Prevention Strategies:
Minimize blood draws
Use of microcollection techniques
Consider bulk sampling of blood
Optimizing nutrition and iron stores
Prophylactic or early treatment of infection
Judicious use of ESAs with iron supplementation
Careful monitoring for signs of complications.
Prognosis
Factors Affecting Prognosis:
Gestational age and birth weight at birth
Severity of anemia and response to treatment
Presence and severity of comorbidities (e.g., BPD, NEC, sepsis)

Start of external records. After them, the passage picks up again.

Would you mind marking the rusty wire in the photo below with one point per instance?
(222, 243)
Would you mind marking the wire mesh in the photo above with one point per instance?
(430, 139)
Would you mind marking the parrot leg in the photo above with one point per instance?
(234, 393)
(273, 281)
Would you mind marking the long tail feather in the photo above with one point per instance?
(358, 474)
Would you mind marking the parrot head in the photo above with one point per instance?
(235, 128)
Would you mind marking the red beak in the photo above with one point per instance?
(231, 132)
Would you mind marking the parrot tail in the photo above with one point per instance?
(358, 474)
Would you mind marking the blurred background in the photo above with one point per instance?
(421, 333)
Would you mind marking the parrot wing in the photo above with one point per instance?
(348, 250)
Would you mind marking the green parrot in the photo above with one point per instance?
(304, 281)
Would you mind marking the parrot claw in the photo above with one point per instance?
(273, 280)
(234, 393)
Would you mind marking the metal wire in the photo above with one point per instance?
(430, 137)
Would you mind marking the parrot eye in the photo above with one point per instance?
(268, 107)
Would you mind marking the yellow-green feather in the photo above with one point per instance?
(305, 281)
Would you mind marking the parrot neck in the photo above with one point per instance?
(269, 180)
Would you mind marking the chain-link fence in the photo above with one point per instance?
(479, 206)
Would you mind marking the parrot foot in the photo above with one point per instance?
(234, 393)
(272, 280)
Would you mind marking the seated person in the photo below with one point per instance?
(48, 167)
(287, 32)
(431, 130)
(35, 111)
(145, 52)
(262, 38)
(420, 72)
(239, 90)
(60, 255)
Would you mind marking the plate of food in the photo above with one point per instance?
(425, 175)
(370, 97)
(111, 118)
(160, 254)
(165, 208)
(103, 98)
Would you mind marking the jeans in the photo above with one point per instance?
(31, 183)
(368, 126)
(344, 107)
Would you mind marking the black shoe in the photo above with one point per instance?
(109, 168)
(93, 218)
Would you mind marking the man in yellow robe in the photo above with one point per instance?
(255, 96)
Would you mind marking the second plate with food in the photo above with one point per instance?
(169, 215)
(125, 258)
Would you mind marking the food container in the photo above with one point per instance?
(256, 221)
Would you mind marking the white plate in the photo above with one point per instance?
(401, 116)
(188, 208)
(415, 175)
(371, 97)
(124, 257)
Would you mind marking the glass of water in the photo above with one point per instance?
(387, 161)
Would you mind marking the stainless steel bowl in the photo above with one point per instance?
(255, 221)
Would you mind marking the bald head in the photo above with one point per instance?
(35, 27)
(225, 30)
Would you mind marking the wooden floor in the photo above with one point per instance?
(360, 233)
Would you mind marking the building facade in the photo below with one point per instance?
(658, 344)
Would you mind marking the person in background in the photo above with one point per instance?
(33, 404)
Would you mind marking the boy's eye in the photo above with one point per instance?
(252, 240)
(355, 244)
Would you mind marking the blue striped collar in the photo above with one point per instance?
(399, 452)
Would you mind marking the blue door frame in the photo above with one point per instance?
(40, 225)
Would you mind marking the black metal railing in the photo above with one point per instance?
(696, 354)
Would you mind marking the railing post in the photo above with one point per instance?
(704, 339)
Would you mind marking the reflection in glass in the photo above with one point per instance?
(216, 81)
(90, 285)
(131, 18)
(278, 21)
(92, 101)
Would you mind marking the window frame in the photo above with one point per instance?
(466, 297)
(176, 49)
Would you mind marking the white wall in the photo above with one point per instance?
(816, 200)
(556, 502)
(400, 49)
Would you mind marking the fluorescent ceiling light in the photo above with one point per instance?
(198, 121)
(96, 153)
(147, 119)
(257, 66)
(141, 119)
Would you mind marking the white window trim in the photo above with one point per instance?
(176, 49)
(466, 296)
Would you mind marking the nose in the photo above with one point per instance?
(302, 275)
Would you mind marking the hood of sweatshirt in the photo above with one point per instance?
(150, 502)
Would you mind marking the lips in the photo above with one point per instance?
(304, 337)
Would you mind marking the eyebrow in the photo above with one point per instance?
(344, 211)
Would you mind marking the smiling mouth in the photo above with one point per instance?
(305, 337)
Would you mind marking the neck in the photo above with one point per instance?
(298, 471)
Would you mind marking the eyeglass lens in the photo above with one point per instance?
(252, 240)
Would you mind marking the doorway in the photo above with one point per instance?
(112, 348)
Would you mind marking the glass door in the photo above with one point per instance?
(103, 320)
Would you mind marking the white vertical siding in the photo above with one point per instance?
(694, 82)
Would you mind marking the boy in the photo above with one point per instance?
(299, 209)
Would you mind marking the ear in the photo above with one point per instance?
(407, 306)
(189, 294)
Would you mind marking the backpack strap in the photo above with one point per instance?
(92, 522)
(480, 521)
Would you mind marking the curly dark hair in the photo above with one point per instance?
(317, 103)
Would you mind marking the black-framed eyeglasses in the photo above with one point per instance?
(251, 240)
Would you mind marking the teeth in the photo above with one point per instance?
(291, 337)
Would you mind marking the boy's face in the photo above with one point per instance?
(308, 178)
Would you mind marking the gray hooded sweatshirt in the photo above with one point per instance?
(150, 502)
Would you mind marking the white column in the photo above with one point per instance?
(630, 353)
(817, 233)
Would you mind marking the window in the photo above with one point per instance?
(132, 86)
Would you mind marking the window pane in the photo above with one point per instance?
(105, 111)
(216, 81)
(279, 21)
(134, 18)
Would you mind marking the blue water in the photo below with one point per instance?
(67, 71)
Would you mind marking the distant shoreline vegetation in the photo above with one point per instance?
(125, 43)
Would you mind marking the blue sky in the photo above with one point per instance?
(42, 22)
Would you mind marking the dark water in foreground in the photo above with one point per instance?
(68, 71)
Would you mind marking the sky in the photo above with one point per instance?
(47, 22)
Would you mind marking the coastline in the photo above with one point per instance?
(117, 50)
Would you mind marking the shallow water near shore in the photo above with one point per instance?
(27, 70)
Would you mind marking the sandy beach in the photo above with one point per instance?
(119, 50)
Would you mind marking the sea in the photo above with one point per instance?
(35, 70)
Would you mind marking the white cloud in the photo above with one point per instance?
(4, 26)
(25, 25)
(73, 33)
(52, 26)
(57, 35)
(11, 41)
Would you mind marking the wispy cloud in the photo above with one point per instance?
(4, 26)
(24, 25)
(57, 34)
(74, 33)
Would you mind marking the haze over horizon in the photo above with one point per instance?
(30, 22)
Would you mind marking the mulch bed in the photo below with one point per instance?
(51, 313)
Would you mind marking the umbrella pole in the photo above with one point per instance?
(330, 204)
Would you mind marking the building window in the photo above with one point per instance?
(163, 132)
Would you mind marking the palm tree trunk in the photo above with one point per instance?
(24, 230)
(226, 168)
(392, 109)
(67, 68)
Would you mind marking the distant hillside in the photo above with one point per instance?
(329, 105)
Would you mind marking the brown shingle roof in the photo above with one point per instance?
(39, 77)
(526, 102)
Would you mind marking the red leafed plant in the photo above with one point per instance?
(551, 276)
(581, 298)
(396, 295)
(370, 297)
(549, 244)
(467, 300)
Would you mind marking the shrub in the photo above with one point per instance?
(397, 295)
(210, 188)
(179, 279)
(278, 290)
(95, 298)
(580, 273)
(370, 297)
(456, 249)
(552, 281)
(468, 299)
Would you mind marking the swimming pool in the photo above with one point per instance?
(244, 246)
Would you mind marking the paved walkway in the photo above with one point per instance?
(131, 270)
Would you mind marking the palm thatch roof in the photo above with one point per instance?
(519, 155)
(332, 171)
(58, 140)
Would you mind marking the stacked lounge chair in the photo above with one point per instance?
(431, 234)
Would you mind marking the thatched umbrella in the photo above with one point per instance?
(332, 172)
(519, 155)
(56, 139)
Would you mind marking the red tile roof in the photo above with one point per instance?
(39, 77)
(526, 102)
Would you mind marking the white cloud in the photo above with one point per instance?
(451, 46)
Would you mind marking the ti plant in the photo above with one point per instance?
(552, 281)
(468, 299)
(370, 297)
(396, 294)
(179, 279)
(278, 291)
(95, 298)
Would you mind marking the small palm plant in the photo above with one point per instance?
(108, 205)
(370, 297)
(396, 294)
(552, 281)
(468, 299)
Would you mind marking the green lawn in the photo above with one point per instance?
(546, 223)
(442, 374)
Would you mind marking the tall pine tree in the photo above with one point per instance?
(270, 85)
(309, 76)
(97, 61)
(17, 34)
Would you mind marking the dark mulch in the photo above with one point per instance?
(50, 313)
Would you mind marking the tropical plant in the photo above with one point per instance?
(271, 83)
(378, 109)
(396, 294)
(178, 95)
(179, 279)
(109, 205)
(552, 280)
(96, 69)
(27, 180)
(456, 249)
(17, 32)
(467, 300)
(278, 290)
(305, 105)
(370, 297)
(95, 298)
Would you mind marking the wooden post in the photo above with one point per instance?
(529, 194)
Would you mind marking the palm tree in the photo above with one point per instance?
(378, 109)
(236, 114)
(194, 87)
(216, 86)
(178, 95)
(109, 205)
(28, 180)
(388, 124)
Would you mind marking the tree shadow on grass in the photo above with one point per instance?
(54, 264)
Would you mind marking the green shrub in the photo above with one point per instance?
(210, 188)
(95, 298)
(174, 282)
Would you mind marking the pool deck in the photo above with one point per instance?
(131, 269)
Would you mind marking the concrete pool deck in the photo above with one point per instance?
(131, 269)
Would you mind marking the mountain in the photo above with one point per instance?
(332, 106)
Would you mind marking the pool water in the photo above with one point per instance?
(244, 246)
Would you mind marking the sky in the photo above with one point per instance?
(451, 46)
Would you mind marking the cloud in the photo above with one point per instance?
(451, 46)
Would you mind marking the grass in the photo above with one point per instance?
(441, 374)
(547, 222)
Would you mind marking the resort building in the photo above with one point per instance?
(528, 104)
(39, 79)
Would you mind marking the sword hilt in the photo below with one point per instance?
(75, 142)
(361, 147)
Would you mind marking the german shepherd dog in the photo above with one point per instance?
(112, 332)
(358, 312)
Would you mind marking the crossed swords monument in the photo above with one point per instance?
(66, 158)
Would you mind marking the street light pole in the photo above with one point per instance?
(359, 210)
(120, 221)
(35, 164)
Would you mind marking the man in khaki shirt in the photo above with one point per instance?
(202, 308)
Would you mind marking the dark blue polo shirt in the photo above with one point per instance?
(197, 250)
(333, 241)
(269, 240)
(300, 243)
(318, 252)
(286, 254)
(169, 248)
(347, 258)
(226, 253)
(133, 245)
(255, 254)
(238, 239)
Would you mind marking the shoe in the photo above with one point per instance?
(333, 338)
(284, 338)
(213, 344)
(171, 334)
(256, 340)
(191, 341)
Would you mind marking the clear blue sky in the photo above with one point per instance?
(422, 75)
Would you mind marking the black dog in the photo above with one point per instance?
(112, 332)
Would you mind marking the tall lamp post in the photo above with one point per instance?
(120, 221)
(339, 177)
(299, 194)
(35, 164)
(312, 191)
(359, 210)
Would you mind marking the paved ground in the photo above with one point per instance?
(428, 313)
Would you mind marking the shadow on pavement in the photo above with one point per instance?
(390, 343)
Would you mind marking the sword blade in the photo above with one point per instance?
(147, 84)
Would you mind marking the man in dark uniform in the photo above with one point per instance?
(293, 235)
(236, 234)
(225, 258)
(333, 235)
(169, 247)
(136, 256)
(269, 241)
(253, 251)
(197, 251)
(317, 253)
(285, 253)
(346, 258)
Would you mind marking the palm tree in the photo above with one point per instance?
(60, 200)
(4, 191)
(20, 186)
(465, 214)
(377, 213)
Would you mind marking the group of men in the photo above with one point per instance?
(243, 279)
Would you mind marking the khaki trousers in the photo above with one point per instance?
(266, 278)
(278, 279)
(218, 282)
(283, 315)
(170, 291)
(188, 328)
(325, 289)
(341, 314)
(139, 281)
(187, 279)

Amount of blood transfused
Duration of hospitalization
Adequate nutritional support and iron status.
Outcomes With Treatment:
With appropriate management, the anemia can be corrected, leading to improved growth, development, and reduced long-term morbidities
However, infants who experienced severe or prolonged anemia may have poorer neurodevelopmental outcomes
The goal is to achieve stable hematocrit levels that support adequate oxygenation and growth without excessive transfusion burden.
Follow Up:
Long-term follow-up is essential for all preterm infants, especially those who experienced significant anemia and required interventions
This includes monitoring growth, neurodevelopmental status, and visual function
Hematological follow-up may be required for infants with persistent anemia or iron deficiency.
Key Points
Exam Focus:
Distinguish physiological anemia of infancy from late anemia of prematurity
Understand the multifactorial etiology of LAP
Know the indications for ESAs and transfusions in neonates
Recognize the importance of concurrent iron supplementation with ESAs
Differentiate complications of ESAs versus transfusions
Be aware of the thresholds for intervention.
Clinical Pearls:
Always consider iron status before initiating ESA therapy
Minimize blood draws by planning investigations and using microcollection tubes
A reticulocyte count is a key indicator of bone marrow response
Early intervention with ESAs can reduce the cumulative transfusion volume
Individualize management based on the infant's clinical status, not just lab values.
Common Mistakes:
Initiating ESAs without adequate iron supplementation
Over-transfusing infants who are clinically stable
Failing to recognize occult blood loss as a contributor to anemia
Delaying intervention for symptomatic anemia
Not considering comorbidities when making treatment decisions.